Aerodrome obstacle charts show the runways in plan and profile, take-off flight path areas and the distances available for take-off run and accelerate-stop, taking obstacles into account; this data is provided for each runway which has significant obstacles in the take-off area.

The detailed topographical information provided by some aerodrome obstacle charts includes coverage of areas as far as 45 km away from the aerodrome itself.

Recent developments associated with “glass cockpit technologies”, the availability and exchange of electronic aeronautical information, and the increased implementation of navigation systems with high positional accuracies and continuous position fixing, have created an environment well suited to the rapid development of viable electronic charts for display in the cockpit.
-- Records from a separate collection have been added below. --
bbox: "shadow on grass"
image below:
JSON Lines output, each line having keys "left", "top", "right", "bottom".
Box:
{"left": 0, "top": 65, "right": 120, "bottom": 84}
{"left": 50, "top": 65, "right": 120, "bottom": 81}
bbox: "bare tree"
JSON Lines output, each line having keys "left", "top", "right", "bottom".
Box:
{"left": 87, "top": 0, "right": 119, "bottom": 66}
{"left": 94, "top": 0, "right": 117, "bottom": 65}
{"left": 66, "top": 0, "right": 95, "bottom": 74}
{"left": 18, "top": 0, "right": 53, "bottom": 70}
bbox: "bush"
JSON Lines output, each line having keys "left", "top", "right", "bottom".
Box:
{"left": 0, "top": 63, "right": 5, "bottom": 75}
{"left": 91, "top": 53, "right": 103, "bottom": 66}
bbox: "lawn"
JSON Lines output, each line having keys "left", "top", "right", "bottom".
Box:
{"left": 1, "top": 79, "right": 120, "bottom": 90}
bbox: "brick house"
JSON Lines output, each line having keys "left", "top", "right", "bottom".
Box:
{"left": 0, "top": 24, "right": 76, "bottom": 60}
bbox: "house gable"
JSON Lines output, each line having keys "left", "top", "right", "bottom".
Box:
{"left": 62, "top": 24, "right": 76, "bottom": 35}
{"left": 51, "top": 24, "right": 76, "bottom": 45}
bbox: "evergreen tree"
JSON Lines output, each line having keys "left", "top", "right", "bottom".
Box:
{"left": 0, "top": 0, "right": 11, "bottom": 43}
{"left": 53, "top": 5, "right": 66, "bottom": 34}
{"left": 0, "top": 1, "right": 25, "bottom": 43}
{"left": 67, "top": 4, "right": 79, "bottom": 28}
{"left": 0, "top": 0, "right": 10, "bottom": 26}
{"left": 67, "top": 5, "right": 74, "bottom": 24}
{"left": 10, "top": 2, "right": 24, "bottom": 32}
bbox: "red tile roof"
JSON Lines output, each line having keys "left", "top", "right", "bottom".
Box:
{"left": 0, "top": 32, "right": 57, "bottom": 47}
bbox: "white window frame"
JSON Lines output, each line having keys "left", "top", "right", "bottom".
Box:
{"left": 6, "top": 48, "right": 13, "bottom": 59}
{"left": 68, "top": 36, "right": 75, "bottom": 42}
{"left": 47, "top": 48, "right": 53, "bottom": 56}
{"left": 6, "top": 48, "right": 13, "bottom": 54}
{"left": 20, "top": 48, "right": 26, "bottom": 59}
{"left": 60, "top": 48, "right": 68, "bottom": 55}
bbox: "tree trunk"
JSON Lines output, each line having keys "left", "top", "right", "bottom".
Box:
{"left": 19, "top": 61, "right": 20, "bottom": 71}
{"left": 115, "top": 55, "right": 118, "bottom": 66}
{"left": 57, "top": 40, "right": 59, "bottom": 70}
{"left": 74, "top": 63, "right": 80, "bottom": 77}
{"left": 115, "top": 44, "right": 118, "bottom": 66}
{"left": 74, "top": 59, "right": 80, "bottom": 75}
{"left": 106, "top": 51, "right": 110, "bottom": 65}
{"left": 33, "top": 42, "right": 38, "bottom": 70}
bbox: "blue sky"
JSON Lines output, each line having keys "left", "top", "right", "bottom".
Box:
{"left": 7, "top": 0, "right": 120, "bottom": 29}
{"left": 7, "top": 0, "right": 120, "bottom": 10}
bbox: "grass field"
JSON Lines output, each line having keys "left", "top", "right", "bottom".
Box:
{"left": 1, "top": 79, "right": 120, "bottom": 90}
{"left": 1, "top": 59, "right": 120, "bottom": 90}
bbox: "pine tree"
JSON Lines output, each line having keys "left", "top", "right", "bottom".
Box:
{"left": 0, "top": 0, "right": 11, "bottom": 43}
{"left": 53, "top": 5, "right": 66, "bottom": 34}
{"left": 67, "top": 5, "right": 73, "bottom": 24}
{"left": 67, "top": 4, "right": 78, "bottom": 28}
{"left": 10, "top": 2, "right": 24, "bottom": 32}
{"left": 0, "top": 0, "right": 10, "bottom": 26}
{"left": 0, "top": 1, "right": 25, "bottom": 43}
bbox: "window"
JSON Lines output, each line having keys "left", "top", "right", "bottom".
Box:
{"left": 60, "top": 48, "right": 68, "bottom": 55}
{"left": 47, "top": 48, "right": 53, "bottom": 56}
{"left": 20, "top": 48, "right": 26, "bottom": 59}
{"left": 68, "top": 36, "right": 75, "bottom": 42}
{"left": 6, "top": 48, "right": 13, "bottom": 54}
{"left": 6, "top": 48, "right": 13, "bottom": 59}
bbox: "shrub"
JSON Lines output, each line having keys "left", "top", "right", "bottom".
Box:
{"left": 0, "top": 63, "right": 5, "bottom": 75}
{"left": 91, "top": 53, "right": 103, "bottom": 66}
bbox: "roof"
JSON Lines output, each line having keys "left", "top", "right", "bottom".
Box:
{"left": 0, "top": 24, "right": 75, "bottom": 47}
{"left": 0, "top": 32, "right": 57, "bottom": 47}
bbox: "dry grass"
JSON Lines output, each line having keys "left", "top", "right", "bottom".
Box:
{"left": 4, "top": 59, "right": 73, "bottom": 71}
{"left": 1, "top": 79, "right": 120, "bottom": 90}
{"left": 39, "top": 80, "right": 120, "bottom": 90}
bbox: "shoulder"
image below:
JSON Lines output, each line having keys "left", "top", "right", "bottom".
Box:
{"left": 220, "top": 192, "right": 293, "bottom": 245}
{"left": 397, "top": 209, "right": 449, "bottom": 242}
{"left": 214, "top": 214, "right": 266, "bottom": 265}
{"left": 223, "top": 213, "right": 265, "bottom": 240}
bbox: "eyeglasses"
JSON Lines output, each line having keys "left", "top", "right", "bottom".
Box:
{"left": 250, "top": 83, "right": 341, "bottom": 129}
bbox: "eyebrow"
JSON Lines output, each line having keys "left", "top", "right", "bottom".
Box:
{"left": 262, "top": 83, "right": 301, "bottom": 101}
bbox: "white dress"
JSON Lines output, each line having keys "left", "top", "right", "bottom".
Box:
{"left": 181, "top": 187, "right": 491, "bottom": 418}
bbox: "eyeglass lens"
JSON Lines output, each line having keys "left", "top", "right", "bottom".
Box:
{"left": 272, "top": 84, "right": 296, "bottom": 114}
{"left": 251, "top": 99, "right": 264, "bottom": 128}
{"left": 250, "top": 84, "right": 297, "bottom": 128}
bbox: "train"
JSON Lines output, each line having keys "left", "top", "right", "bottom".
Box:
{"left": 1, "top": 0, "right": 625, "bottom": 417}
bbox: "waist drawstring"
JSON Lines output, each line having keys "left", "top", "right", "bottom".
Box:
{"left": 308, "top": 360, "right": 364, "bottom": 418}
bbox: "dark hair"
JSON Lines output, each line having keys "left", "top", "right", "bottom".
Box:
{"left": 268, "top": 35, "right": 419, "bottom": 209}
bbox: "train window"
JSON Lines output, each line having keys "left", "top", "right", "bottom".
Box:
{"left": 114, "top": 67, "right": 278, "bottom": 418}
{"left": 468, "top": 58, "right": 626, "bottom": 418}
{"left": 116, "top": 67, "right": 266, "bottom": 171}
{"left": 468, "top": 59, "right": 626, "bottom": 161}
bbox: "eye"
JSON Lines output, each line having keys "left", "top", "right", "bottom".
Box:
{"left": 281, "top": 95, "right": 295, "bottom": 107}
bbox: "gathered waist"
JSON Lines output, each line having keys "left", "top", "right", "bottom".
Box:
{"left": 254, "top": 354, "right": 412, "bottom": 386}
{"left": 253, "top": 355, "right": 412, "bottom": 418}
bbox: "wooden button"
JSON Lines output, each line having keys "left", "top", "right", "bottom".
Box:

A fully developed electronic aeronautical chart display has the potential for functionality that extends well beyond paper charts and could offer significant benefits such as continuous plotting of the aircraft’s position and customization of the chart display depending on the phase of flight and other operational considerations.

Annex 4, Chapter 20 Electronic Aeronautical Chart Display — ICAO provides basic requirements aimed at standardizing electronic aeronautical chart displays while not unduly limiting the development of this new cartographic technology.

Annex 4 provisions have evolved considerably from the seven original ICAO chart types adopted in 1948.

To ensure that aeronautical charts meet the technological and other requirements of modern aviation operations, ICAO is constantly monitoring, improving and updating aeronautical chart specifications.